Tout ceci n’est ni une bavure ni le fait de dirigeants devenus "insensibles" à cause des terribles sacrifices qu’exigeait la conduite de la guerre contre la féroce dictature fasciste comme veut le faire croire la bourgeoisie. L’antifascisme n’a jamais exprimé un réel antagonisme entre d’un côté un camp défendant la démocratie et ses valeurs, et de l’autre un camp totalitaire. Il n’a été dès le départ qu’un "chiffon rouge" agité devant les yeux des prolétaires pour justifier la guerre à venir en masquant son caractère classiquement inter-impérialiste pour le repartage du monde entre les grands requins capitalistes (c’est ce que l’Internationale Communiste avait mis en avant dès la signature du Traité de Versailles et qu’il fallait absolument gommer de la mémoire ouvrière). Il a été surtout le moyen de les embrigader dans la plus gigantesque boucherie de l’histoire. Si, pendant la guerre, il fallait faire le silence sur les camps et fermer soigneusement les frontières à tous ceux qui tentaient d’échapper à l’enfer nazi pour "ne pas désorganiser l’effort de guerre", après la fin de la guerre il en a été tout autrement. L’immense publicité faite soudain, à partir de 1945, aux camps de la mort représentait une formidable aubaine pour la bourgeoisie. Braquer tous les projecteurs sur la réalité monstrueuse des camps de la mort permettait en effet aux Alliés de masquer les crimes innombrables qu’ils avaient eux-mêmes perpétrés. Ce battage assourdissant permettait aussi d’enchaîner solidement une classe ouvrière (qui risquait de renâcler contre les immenses sacrifices et la misère noire qu’elle continuait de subir même après la "Libération") au char de la démocratie.
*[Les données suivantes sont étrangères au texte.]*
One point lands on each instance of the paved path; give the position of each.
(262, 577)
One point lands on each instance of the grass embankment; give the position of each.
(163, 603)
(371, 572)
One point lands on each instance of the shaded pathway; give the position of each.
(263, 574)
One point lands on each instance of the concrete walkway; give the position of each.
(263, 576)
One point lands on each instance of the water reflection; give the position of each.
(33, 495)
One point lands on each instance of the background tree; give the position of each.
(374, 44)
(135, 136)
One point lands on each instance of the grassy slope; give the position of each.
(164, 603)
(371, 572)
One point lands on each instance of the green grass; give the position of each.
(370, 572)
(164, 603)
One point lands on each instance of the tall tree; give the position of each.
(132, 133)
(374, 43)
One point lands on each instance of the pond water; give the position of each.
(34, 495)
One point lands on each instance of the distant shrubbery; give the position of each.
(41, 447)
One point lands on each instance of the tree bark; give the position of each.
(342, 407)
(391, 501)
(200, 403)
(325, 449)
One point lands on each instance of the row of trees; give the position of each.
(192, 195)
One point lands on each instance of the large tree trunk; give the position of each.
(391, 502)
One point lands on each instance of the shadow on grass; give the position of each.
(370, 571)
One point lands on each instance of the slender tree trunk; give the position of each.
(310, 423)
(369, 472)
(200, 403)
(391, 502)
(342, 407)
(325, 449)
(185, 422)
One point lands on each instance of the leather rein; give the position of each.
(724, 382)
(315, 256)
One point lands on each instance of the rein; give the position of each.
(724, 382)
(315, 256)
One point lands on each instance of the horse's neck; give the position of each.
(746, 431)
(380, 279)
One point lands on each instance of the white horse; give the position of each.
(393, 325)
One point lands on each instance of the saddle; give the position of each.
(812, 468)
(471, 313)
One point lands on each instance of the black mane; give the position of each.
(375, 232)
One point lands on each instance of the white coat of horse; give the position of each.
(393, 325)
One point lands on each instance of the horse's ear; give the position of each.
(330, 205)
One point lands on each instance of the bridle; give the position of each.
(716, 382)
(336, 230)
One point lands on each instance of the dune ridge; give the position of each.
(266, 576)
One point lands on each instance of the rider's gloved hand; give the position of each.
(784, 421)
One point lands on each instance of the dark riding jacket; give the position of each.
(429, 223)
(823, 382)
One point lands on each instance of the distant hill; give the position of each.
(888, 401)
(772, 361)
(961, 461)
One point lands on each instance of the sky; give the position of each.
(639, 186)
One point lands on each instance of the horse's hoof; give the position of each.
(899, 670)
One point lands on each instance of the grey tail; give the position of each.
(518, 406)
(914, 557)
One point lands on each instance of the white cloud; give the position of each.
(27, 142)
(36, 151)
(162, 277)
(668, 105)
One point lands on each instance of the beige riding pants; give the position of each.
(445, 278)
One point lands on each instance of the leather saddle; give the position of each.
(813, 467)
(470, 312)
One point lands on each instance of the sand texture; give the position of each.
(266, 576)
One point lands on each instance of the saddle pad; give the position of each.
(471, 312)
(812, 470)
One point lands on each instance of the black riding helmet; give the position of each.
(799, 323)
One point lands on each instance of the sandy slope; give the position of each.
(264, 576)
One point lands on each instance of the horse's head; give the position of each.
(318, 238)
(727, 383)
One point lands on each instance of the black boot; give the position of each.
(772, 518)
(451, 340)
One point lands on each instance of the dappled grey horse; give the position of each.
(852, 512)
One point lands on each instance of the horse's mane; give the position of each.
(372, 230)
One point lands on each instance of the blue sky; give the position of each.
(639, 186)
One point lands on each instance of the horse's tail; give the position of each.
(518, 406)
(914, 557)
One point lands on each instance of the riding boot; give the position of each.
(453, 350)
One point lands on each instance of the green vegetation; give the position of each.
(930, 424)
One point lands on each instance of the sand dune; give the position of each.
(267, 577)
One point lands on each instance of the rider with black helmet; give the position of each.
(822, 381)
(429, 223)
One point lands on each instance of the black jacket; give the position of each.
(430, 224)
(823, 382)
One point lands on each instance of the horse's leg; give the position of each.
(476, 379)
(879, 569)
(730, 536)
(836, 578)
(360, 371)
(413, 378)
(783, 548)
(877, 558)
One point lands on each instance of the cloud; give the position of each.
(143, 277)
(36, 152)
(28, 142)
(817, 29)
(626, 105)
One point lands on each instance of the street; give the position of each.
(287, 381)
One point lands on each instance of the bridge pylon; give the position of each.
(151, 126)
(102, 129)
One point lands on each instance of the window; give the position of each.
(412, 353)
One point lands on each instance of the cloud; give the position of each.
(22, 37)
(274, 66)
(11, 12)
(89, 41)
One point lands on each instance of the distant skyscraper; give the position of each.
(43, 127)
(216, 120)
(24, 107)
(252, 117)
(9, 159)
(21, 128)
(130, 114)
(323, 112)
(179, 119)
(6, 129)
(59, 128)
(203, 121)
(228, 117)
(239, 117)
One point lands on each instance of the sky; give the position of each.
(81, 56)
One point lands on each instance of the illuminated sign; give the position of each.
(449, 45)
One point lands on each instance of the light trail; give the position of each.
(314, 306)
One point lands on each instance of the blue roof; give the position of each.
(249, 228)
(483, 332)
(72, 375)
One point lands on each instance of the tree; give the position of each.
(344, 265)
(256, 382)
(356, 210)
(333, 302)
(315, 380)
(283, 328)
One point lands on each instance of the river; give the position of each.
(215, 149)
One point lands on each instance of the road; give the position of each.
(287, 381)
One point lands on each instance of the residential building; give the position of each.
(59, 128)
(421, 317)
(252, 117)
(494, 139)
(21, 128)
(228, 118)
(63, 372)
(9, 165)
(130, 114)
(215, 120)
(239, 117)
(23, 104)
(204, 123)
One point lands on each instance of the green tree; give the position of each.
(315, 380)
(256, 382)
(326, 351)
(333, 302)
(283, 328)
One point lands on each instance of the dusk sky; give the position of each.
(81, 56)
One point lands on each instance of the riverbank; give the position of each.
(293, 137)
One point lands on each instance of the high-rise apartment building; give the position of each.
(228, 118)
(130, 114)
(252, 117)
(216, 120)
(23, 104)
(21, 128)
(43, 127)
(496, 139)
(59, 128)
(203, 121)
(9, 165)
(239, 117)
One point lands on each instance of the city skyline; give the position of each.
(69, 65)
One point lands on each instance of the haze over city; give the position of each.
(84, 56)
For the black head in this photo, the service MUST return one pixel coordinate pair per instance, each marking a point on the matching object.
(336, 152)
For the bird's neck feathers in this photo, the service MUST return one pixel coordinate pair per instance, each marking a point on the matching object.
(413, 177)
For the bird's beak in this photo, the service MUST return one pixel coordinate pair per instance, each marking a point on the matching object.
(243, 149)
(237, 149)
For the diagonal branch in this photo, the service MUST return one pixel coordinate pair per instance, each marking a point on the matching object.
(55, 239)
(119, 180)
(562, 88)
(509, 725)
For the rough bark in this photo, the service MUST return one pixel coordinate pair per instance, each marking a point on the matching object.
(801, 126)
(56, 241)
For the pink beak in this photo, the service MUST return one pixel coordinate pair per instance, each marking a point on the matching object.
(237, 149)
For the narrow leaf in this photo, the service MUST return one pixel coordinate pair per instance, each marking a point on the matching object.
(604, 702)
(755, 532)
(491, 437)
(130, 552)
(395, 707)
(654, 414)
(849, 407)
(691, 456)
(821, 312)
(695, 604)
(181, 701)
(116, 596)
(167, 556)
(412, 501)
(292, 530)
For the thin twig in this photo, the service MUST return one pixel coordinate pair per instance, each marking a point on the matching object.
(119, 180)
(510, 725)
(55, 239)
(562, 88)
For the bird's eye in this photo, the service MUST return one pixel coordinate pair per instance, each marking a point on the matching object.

Celle-ci était présentée par tous les partis bourgeois, de la droite aux staliniens, comme une valeur commune aux bourgeois et aux ouvriers, valeur qu’il fallait absolument défendre pour éviter, à l’avenir, de nouveaux holocaustes.

Courant Communiste International - http://fr.internationalism.org

1- L’article, attribué à Bordiga, est disponible en langue française sur le site : marxists.org. [NdR]

2- Cf. "Campagnes anti-négationnistes, une attaque contre la Gauche communiste", dans le chapitre VI de notre brochure : Fascisme et démocratie, deux expressions de la dictature du capital.